The series of studies, published in Social Psychological and Personality Science, examined individuals to determine whether self-evaluation plays a role in predicting conspiracy beliefs.

“Previous research linked the endorsement of conspiracy theories to low self-esteem,” said Aleksandra Cichocka, principal investigator and corresponding author of the study.

“We propose that conspiracy theories should rather be appealing to individuals with exaggerated feelings of self-love, such as narcissists, due to their paranoid tendencies,” she continued.

In the first study, 202 participants completed a conspiracy beliefs questionnaire, a self-esteem scale, and an individual narcissism questionnaire.  In the conspiracy beliefs questionnaire, participants rated the extent to which they agree with such statements as “A small, secret group of people is responsible for making all major world decisions, such as going to war” and “The American government permits or perpetrates acts of terrorism on its own soil, disguising its involvement.”

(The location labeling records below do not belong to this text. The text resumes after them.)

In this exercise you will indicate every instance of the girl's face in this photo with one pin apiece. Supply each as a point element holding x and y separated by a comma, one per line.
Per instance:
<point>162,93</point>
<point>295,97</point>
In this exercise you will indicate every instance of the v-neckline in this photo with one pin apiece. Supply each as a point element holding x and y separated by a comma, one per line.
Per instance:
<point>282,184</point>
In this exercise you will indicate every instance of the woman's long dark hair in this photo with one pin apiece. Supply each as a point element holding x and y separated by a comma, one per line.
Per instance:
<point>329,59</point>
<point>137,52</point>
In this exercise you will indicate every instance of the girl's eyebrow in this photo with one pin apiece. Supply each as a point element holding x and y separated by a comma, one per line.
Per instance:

Scientists found that among participants, high individual narcissism and low self-esteem significantly predicted conspiracy beliefs.

In the second study, scientists sought to rule out the possibility that collective narcissism contributed to the results of the previous study.

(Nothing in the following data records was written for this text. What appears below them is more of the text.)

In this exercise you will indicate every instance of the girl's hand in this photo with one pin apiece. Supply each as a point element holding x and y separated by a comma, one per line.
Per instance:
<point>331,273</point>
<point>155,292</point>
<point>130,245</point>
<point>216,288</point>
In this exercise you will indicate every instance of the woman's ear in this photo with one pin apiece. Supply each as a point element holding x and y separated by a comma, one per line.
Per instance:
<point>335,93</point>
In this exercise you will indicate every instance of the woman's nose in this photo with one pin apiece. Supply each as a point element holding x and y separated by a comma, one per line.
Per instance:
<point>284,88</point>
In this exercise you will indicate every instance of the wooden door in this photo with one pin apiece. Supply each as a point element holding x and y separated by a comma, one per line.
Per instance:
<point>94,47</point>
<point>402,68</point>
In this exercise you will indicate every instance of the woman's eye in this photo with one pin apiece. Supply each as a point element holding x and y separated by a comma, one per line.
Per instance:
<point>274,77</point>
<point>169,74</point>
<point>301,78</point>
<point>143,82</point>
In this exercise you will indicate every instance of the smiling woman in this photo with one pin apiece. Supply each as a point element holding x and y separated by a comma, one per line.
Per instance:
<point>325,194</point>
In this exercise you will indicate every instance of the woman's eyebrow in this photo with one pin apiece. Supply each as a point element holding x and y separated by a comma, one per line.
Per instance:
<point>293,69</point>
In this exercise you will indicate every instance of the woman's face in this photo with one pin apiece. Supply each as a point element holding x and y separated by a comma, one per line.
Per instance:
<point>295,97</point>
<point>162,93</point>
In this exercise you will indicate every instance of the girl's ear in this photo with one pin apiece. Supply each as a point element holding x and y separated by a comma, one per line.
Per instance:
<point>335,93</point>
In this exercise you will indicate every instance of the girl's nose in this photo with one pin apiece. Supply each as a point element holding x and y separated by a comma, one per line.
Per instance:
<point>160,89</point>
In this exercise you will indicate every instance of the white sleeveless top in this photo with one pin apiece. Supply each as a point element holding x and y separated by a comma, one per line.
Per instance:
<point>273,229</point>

“Because conspiracy theories often refer to malevolent actions of groups, we wanted to distinguish whether it is a narcissistic image of the self or the group that predicts the endorsement of conspiracy theories,” said Cichocka.

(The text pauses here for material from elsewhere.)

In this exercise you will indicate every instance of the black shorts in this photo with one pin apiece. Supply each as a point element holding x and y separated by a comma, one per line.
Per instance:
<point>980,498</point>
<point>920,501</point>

“For example…American collective narcissism predicted the endorsement of conspiracy theories involving foreign governments but not the American government,” she continued.

Study 2 determined that collective narcissism does not interfere with the role that individual narcissism and low self-esteem have on conspiracy beliefs.  In other words, individual narcissists with low self-esteem tend to hold beliefs in conspiracies whether or not they also exhibit collective narcissism.

The third study aimed to account for the role low-self esteem plays in conspiracy beliefs by determining its relationship with negativity toward humans in general.

Scientists found that the factor of low self-esteem can indeed be explained by general negativity.

“The effect of low self-esteem on conspiracy beliefs can be largely attributed to the fact that low self-esteem predicts negative perceptions of humanity more broadly,” Cichocka reported.

Though the studies are not able to establish a causal relationship, they do indicate that narcissism, low self-esteem, and conspiracy belief are significantly correlated.

“Narcissists might be especially prone to believe in conspiracy theories due to their elevated self-consciousness connected with exaggerated feelings of being in the center of others’ attention,” said Cichocka.